I guess I could steal some music from a file-sharer, but that guy from Metallica has, over the years, made me feel so guilty about “stealing music,” I’d rather hold up a liquor store. Hey, Metallica has to eat, too!

Standing in line at Big Lots last week, buying my favorite off-brand treats for my big X-mas feast (a bag of Two Musketeers bars, a couple of boxes of N&N’s and some expired Hostess cherry fruit-pies, which I will gut, mix with Sprite and call “Crancherry Sauce”), I was struck by a brilliant idea. Next to the cash register stood a slipshod, disheveled display of holiday CDs.

The cut-out bin! Of course! It’s the music industry’s version of the Island of Misfits Toys.

I’ve long been a fan of clearance music in unlikely places. I had a friend who used to raid them, then sell “rare” CDs on eBay to overseas buyers who didn’t know any better.

It’s also where you can find the true outcasts of the music world — guys who make bawdy music for truck drivers, sketchy “Greatest Hits” compilations that feature re-recordings of the original hits and any number of bizzaro novelty records.

I hastily grabbed a stack of $4 discs and ran home to make my playlist. The first of my hidden-and-probably-should-remain-that-way gems was a no-brainer. The cover of 13 Days of Christmas: A Romping Redneck Celebration was calling my name, with a little hottie in a leopardskin halter-top standing in front of her festive trailer and telling me, “Come hither, y’all.”

This is the kind of stuff you play to really anger, offend and annoy your guests. In other words, perfect! The level of comedy is right up there with Larry the Cable guy — the first track is “The 12 Redneck Days of Christmas” and it rattles off a laundry list of items the singer’s true love gave to him, including “a ticket to a NASCAR race” and “three coon dogs.” I’m not sure what a “coon dog” is, but after a few swigs from that Wild Irish Rose, I am sure it will have my guests howling with laughter.

In case Bluegrass doesn’t fit the mood, I also grabbed A Cowboy Christmas, 10 tracks of Christmas tunes
by an odd batch of male Country singers, including Merle Haggard, Glen Campbell and Charley Pride. I had Hee-Haw in mind when I grabbed this one, mostly because Roy Clark is on it. Roy does a cheesy “God Rest Ye Merry Gentlemen” that sounds like “The Devil Went Down to Georgia” as played by the mechanical band at Chuck E. Cheese. Man, I miss Hee-Haw.

I was also excited to see that Lee Greenwood has other songs besides that awful “God Bless the U.S.A.” one. He totally nails “What Child is This?” and makes me fall in love with America all over again.

While this is less offensive than the “redneck” disc, it’s also not as funny. I may start off with this one, before everyone gets wasted.
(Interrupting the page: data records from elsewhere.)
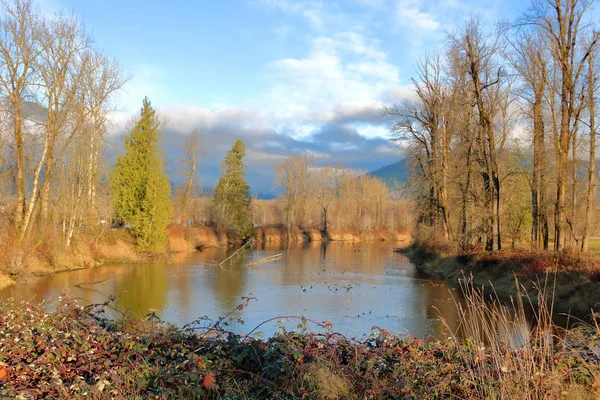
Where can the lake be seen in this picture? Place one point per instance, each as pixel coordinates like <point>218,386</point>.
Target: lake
<point>353,286</point>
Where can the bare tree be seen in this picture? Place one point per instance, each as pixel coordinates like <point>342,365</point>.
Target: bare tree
<point>592,79</point>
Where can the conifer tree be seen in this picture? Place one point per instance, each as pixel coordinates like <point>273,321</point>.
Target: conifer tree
<point>232,199</point>
<point>140,187</point>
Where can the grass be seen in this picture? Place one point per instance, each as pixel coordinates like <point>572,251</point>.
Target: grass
<point>76,352</point>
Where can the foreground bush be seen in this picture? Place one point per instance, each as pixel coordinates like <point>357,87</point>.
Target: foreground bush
<point>76,352</point>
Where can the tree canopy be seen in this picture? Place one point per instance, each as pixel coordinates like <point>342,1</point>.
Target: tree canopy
<point>232,198</point>
<point>140,187</point>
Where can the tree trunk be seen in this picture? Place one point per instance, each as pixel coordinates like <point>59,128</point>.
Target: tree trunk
<point>591,190</point>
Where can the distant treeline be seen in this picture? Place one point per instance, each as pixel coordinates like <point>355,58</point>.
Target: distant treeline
<point>502,125</point>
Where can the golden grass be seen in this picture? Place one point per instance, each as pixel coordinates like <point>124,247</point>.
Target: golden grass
<point>327,384</point>
<point>518,348</point>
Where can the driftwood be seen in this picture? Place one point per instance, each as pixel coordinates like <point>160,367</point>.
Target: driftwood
<point>90,283</point>
<point>248,244</point>
<point>274,257</point>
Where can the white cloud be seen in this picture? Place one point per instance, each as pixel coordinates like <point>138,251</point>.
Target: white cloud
<point>410,14</point>
<point>342,76</point>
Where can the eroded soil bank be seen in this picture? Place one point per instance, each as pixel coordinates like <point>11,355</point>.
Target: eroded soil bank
<point>106,246</point>
<point>571,282</point>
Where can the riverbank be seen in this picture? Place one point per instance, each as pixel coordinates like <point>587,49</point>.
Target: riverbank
<point>571,282</point>
<point>110,246</point>
<point>75,352</point>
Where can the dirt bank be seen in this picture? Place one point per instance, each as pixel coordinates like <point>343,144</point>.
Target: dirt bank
<point>573,282</point>
<point>107,246</point>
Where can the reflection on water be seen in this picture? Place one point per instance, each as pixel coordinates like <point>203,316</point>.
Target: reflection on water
<point>353,286</point>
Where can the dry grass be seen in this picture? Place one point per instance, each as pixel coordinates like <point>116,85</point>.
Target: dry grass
<point>326,384</point>
<point>517,352</point>
<point>5,281</point>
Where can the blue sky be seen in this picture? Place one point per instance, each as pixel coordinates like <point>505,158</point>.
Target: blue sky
<point>284,76</point>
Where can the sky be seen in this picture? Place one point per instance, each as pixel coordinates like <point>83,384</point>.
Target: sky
<point>284,76</point>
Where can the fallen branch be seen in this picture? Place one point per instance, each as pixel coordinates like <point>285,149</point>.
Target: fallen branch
<point>274,257</point>
<point>90,283</point>
<point>248,243</point>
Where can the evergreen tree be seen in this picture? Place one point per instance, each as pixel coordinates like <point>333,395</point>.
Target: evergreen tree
<point>140,187</point>
<point>232,199</point>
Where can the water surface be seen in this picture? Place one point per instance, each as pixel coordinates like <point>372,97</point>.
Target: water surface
<point>352,286</point>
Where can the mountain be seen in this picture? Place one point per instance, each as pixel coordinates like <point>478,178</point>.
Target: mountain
<point>394,175</point>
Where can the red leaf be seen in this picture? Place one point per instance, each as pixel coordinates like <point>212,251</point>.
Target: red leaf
<point>209,380</point>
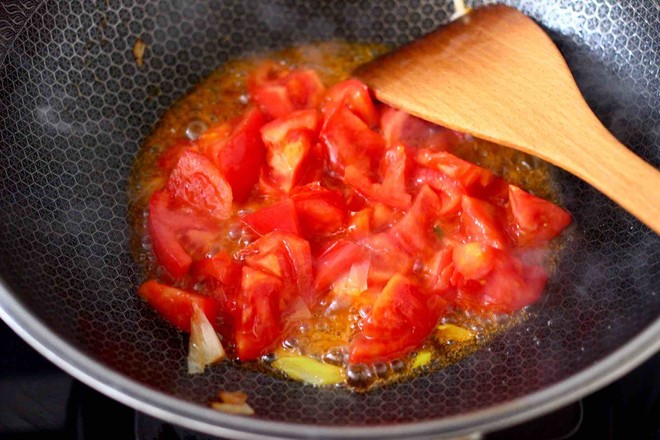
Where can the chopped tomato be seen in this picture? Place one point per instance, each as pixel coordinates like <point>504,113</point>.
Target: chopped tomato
<point>220,268</point>
<point>497,282</point>
<point>358,213</point>
<point>401,128</point>
<point>359,225</point>
<point>275,132</point>
<point>171,227</point>
<point>279,93</point>
<point>398,323</point>
<point>536,220</point>
<point>439,271</point>
<point>473,260</point>
<point>321,211</point>
<point>482,221</point>
<point>353,95</point>
<point>288,141</point>
<point>240,155</point>
<point>349,141</point>
<point>388,258</point>
<point>449,191</point>
<point>258,324</point>
<point>289,258</point>
<point>280,216</point>
<point>169,158</point>
<point>337,260</point>
<point>176,305</point>
<point>392,192</point>
<point>414,232</point>
<point>198,182</point>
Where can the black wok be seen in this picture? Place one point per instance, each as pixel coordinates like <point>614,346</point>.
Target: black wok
<point>74,108</point>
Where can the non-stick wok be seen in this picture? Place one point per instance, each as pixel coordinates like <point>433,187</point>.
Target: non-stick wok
<point>75,107</point>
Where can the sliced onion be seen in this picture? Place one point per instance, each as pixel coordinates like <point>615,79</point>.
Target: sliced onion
<point>354,281</point>
<point>204,347</point>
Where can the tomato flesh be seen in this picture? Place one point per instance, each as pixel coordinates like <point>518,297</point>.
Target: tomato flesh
<point>399,321</point>
<point>328,191</point>
<point>176,305</point>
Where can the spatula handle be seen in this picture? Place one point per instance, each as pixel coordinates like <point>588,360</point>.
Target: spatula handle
<point>626,179</point>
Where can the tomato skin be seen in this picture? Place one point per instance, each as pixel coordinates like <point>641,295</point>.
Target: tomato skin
<point>198,182</point>
<point>176,305</point>
<point>535,220</point>
<point>398,322</point>
<point>321,211</point>
<point>349,141</point>
<point>280,216</point>
<point>258,325</point>
<point>355,96</point>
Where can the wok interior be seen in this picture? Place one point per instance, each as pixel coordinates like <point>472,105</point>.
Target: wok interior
<point>75,107</point>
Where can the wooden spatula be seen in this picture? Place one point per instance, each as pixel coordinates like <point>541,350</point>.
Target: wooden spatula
<point>496,75</point>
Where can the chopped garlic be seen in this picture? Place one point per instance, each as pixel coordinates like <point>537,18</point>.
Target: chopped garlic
<point>422,359</point>
<point>459,10</point>
<point>232,408</point>
<point>453,332</point>
<point>308,370</point>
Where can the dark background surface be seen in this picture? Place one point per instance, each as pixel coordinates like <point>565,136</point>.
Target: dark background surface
<point>41,402</point>
<point>74,108</point>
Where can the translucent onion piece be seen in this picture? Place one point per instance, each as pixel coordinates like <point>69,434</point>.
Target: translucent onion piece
<point>309,370</point>
<point>204,347</point>
<point>354,281</point>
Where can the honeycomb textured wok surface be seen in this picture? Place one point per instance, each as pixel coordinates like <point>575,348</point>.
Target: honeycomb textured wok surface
<point>75,107</point>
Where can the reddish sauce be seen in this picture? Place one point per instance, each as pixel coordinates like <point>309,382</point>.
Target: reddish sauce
<point>308,221</point>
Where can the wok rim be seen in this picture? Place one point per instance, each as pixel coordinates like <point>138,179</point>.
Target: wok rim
<point>196,417</point>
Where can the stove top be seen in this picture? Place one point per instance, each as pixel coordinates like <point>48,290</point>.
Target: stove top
<point>40,401</point>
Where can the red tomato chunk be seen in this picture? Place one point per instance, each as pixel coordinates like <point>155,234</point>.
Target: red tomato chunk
<point>327,194</point>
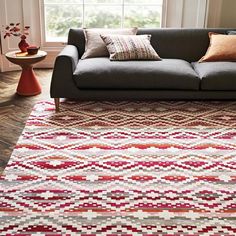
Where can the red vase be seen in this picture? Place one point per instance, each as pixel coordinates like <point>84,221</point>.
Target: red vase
<point>23,45</point>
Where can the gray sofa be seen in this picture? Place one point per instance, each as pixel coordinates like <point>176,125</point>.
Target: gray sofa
<point>177,76</point>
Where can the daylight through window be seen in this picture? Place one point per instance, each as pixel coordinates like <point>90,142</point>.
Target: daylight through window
<point>60,15</point>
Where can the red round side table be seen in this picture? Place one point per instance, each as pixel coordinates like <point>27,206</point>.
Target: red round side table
<point>28,84</point>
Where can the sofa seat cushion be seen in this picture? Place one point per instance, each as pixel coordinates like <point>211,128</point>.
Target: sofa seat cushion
<point>101,73</point>
<point>216,75</point>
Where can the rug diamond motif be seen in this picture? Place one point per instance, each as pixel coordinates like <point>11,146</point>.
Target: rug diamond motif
<point>123,168</point>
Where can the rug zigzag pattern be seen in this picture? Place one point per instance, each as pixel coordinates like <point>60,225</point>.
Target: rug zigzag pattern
<point>123,168</point>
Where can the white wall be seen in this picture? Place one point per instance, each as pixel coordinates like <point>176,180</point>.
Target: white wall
<point>228,14</point>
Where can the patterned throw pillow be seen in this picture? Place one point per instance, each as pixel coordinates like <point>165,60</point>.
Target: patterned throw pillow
<point>95,47</point>
<point>130,47</point>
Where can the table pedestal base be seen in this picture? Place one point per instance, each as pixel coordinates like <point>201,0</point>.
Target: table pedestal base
<point>28,84</point>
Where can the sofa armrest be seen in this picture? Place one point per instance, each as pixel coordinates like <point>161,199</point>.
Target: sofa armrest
<point>62,83</point>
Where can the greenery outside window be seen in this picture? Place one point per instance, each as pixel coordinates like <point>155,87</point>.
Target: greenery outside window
<point>60,15</point>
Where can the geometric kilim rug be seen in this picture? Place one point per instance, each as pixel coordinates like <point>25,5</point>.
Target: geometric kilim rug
<point>123,168</point>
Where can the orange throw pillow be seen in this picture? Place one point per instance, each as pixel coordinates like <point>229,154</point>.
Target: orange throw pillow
<point>222,48</point>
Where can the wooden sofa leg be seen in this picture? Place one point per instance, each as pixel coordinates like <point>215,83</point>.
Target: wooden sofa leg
<point>57,104</point>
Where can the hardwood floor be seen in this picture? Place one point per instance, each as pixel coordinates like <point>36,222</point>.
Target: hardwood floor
<point>15,109</point>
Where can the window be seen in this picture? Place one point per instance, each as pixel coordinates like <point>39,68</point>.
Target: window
<point>60,15</point>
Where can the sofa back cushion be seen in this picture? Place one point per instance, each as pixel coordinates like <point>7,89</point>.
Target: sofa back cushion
<point>186,44</point>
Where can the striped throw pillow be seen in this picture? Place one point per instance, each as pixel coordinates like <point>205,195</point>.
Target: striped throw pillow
<point>130,47</point>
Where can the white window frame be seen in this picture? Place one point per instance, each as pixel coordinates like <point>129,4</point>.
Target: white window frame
<point>59,44</point>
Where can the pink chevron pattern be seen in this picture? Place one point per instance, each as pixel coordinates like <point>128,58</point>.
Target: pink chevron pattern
<point>123,168</point>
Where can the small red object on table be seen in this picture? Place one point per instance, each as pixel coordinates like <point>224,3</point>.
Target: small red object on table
<point>28,84</point>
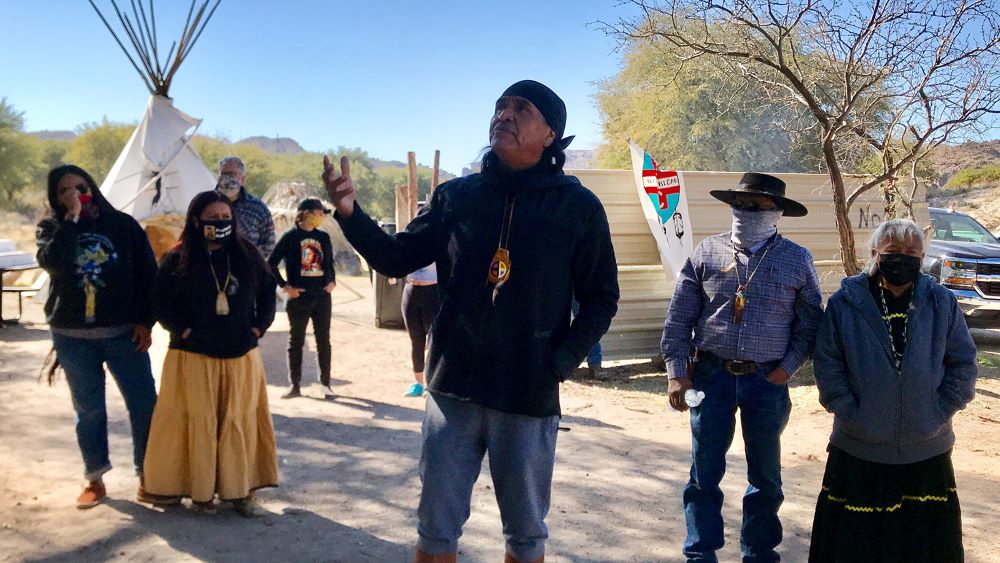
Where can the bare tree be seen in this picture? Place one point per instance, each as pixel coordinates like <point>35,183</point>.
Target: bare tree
<point>897,77</point>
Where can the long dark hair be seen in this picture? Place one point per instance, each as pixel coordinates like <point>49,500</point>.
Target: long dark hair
<point>51,365</point>
<point>193,251</point>
<point>56,208</point>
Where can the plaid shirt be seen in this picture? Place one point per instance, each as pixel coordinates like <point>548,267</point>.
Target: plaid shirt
<point>255,222</point>
<point>782,313</point>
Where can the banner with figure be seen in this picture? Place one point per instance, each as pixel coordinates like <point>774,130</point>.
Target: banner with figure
<point>664,203</point>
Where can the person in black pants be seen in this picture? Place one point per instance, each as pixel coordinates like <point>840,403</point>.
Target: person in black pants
<point>308,256</point>
<point>420,305</point>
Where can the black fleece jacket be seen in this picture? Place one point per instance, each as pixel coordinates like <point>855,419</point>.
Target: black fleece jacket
<point>187,301</point>
<point>110,256</point>
<point>510,353</point>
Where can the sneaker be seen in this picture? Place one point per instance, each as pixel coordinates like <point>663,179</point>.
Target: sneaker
<point>93,494</point>
<point>207,507</point>
<point>156,500</point>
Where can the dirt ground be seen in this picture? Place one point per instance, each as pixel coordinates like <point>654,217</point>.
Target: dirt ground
<point>349,485</point>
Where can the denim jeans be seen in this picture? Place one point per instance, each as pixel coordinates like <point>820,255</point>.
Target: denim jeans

Another option is to test everyone’s endurance and loyalty by kicking things off with Totally Awesome Christmas. If we can all make it through Hillary Duff’s ridiculous “Santa Claus (Remix)” (which sounds like how you would imagine Barbie sings), it’ll be a good party.

Totally Awesome (threateningly billed as “Volume 1”) is 12 songs by the latest Pop tarts (though, strangely, Rascal Flatts is on here; those guys are, like, totally old). All of them sound like they were made at one of those amusement park “Record A Song for $5” shops. Jesse McCartney’s “Winter Wonderland” sounds like it was recorded in 10 minutes.

There are better “Music for Karaoke” CDs than this. I’d make fun of Allana Lohan’s “Rockin’ Around the
Christmas Tree” (which is about as far away from “rockin’ as you can get), but she sounds like she’s 6-years-old. So I’ll just say … good job, sweetie, Aren’t you just adorable.

All together, it may not be the best holiday playlist ever. But it’ll do in a pinch. I’m looking at it this way: At least I’ll have coasters.